President François Hollande of France, battling nationalist currents in his own country, did not wait for Mr. Trump to give his address before suggesting that France’s course would divert from Washington’s new direction.
“We are in an open world economy and it is not possible nor advisable to want to be isolated from the world economy,” he said. “We must not imagine France closed with respect to the rest of the world.”
“This would mean the loss of jobs, the loss of skills and the loss of development for our economy,” he said.
Others were struck by the dark tones of Mr. Trump’s speech on Friday. In Japan, Goro Hashimoto, a special editor at the right-leaning Yomiuri Shimbun, the world’s largest-circulation newspaper, compared Mr. Trump’s speech to President John F. Kennedy’s inaugural address — and not favorably.
“When I heard Kennedy’s speech when I was a child, I was so excited,” Mr. Hashimoto said. “He talked about American values as well as the benefits for the world. Trump didn’t talk in that way.”
In Beijing, Mr. Trump’s swearing-in took place at 1 a.m. Saturday local time, and well into the day, there was no official reaction to his inaugural address from a government whose statements are tightly scripted. Hours before the inauguration, on Friday afternoon, a government spokeswoman had repeated standard boilerplate about the importance of bilateral relations between China and the United States, even though Mr. Trump and his cabinet picks have been sharply critical of Beijing.
Relations “have had their ups and downs, but they have continued to move forward,” Hua Chunying, a spokeswoman for China’s Foreign Ministry, told reporters. “China-U.S. relations should push forward from this new starting point to make greater progress.”
Hours after the inauguration, Ms.

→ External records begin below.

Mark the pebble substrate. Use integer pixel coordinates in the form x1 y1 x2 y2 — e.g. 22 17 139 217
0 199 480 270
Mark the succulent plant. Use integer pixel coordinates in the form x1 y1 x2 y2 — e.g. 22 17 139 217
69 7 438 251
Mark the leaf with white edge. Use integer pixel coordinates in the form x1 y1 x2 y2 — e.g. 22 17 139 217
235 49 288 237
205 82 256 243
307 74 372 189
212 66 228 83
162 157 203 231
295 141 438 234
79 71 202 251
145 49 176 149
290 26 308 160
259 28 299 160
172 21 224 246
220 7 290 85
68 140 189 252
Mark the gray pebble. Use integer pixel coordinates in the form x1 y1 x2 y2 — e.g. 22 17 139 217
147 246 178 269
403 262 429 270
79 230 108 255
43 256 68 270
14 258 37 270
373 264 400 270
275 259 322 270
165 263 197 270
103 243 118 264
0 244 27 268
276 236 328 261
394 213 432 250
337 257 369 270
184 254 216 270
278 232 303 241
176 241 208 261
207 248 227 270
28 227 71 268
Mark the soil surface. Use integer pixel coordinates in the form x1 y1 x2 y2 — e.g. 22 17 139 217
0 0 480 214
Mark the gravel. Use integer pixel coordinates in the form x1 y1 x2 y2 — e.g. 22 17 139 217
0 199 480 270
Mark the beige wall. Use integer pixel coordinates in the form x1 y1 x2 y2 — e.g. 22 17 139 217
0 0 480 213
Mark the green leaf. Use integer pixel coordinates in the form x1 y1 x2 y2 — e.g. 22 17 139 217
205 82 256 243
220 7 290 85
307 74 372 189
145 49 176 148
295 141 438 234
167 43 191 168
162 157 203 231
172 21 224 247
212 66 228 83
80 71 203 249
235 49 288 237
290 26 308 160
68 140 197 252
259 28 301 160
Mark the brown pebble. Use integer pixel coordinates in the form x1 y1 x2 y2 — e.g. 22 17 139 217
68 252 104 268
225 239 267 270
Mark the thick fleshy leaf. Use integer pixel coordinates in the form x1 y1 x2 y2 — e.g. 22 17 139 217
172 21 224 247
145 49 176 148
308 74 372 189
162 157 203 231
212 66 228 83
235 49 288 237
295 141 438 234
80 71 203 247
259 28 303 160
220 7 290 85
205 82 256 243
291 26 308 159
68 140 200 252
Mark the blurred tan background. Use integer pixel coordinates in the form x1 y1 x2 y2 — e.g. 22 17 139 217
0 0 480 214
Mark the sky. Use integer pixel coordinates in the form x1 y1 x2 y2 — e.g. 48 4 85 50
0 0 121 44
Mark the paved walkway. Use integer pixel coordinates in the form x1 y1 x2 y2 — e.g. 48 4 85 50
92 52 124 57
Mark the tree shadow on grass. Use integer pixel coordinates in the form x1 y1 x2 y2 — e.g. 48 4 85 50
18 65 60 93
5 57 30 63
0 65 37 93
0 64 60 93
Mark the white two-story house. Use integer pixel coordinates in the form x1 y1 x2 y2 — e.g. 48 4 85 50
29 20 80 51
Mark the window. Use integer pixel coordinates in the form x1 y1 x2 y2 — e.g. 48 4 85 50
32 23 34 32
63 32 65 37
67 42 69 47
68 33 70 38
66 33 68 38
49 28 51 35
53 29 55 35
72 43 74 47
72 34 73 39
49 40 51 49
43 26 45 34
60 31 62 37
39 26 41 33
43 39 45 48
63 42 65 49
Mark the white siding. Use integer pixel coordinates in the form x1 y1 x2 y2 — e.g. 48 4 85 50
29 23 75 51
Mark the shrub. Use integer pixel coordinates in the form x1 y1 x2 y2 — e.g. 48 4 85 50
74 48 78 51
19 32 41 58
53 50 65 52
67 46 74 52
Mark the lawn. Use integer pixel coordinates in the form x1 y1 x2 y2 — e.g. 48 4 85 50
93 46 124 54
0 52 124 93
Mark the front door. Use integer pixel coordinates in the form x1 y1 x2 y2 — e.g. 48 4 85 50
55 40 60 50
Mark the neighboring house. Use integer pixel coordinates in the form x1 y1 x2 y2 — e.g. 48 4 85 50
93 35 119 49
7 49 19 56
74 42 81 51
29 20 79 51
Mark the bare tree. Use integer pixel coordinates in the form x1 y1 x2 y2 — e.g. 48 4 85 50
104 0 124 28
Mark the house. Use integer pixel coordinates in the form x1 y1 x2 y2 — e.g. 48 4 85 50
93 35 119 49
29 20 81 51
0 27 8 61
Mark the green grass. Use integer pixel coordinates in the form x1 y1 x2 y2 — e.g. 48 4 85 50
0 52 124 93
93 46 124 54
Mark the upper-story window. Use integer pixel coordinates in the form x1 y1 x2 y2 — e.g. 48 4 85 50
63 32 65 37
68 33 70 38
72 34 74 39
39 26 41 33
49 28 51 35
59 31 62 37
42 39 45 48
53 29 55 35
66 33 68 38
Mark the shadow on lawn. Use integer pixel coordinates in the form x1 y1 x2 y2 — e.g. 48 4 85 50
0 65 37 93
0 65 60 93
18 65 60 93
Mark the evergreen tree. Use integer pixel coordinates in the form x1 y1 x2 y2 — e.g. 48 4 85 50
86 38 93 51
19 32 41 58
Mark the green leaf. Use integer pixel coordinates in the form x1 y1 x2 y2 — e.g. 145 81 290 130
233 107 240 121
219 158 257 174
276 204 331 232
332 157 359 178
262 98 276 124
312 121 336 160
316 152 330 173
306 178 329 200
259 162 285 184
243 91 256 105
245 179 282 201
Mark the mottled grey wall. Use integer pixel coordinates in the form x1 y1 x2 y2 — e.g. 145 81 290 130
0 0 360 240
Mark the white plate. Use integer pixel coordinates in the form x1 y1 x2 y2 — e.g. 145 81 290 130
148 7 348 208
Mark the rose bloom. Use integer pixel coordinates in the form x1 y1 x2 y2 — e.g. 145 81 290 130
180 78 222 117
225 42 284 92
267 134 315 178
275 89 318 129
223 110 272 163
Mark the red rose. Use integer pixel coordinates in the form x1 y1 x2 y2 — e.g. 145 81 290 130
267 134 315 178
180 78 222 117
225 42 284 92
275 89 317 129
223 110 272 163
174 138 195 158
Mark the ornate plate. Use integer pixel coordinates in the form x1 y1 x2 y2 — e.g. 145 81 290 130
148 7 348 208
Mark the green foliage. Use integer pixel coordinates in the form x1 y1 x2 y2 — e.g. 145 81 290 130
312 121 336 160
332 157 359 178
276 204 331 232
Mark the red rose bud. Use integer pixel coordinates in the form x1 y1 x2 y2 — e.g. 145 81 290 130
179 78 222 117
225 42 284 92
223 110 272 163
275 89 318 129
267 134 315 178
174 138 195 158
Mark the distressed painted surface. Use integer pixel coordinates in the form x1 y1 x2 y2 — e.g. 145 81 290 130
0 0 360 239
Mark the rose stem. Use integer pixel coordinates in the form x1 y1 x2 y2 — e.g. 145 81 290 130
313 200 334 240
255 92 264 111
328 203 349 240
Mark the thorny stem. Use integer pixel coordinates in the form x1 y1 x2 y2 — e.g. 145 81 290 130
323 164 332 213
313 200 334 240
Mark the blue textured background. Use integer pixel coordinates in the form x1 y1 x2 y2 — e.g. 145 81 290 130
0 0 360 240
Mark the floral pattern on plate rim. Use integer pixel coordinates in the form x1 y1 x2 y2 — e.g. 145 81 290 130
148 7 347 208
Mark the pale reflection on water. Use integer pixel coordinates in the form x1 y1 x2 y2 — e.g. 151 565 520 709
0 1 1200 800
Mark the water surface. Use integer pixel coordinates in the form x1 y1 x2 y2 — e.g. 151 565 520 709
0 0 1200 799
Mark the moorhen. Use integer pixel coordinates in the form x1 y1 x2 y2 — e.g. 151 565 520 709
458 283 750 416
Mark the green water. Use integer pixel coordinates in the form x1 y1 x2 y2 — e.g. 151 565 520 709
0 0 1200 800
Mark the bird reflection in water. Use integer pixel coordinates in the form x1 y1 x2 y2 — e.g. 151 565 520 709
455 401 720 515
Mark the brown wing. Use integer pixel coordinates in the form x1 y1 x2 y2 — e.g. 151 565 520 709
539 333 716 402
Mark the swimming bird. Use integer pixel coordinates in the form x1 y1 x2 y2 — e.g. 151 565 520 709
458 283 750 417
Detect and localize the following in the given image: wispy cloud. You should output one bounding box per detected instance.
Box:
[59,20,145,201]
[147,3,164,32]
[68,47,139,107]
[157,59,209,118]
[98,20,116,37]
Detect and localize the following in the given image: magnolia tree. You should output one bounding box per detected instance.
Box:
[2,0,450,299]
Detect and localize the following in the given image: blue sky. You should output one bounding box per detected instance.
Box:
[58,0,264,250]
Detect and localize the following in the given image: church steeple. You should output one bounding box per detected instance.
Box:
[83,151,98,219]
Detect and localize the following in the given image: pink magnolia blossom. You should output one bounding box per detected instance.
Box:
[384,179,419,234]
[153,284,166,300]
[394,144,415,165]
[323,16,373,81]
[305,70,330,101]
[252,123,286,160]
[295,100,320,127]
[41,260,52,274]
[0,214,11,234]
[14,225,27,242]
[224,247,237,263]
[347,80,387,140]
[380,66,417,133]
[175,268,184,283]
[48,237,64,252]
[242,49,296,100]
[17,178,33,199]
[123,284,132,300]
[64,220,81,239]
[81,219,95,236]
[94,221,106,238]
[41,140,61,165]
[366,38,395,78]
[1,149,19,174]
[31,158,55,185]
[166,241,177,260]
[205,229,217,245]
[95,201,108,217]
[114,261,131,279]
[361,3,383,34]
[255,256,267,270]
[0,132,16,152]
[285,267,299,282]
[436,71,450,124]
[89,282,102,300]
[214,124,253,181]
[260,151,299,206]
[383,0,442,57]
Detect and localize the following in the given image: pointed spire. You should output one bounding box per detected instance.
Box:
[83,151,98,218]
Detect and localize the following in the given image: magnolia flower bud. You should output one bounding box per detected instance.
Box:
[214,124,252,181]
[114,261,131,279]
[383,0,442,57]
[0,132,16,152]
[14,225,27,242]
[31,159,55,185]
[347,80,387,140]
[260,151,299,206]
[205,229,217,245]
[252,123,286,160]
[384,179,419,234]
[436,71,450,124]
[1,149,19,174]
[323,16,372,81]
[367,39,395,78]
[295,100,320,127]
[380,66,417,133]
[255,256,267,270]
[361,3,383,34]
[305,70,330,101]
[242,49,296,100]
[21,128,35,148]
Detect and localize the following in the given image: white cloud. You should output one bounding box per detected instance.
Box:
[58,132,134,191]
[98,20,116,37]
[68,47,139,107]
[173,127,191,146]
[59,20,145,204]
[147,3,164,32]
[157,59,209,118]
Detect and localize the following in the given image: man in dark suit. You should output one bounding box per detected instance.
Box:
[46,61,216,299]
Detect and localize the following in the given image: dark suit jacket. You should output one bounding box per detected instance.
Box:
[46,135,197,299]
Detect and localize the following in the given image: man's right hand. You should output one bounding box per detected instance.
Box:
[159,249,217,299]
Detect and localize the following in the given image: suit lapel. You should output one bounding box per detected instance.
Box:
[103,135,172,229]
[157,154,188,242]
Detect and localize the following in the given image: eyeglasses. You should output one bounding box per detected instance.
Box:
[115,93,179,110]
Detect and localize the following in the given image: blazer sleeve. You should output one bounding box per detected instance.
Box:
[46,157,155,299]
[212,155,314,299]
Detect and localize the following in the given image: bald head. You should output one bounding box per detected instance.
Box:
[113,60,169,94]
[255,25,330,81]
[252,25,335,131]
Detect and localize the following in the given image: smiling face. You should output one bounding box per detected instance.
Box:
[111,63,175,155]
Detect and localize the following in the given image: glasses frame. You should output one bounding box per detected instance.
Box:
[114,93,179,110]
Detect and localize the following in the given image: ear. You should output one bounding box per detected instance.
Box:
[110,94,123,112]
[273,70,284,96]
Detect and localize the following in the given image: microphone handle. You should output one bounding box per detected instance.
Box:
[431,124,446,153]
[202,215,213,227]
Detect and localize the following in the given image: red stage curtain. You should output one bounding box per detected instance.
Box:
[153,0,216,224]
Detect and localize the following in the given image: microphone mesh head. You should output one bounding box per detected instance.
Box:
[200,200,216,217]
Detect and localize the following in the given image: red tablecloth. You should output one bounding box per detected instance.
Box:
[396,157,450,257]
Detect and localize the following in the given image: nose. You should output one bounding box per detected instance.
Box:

Hua’s comments were posted online in English by People’s Daily, the mouthpiece of the Communist Party.
While China’s reaction was muted, Taiwan’s president, Tsai Ing-wen, was quick to offer her congratulations to Mr. Trump.
“Democracy is what ties Taiwan and the U.S. together,” Ms. Tsai tweeted within a minute of Mr. Trump’s swearing-in. “Look forward to advancing our friendship & partnership.”
Last month, Ms. Tsai called Mr. Trump to congratulate him on his victory, the first leader of Taiwan to directly communicate with a United States president or president-elect in decades. The United States does not have formal diplomatic ties to Taiwan, which China considers its own territory, and the phone call elicited strong criticism from Beijing.
Until this month, Ms. Tsai had not used her Twitter account in more than two years.
Other leaders and politicians were also effusive. In Australia on Saturday, Prime Minister Malcolm Turnbull of Australia, whose government has banished refugees who tried to reach Australia by boat, took to Twitter to wish Mr. Trump “every success” and predicted “a great future ahead of us.”
And in Brazil, an ultranationalist legislator, Jair Bolsonaro, expressed glee over the inauguration.
“Congratulations, new president of United States of America,” Mr. Bolsonaro, a conservative former army paratrooper who is preparing his own presidential bid in the 2018 election, said on Twitter.
But others in Brazil saw ominous signs for the future.
“We can root for the possibility that Trump is merely trying to bluff the world with his offensive rhetoric on trade and global elites,” said Marcos Troyjo, a Brazilian economist and diplomat who writes on international affairs for the newspaper Folha de S. Paulo. Still, Mr. Troyjo said that Mr. Trump’s first moves as president signaled that he was already creating a “stockpile of uncertainty and turbulence.”
“Time to buckle your seatbelts and cross your fingers,” Mr. Troyjo said.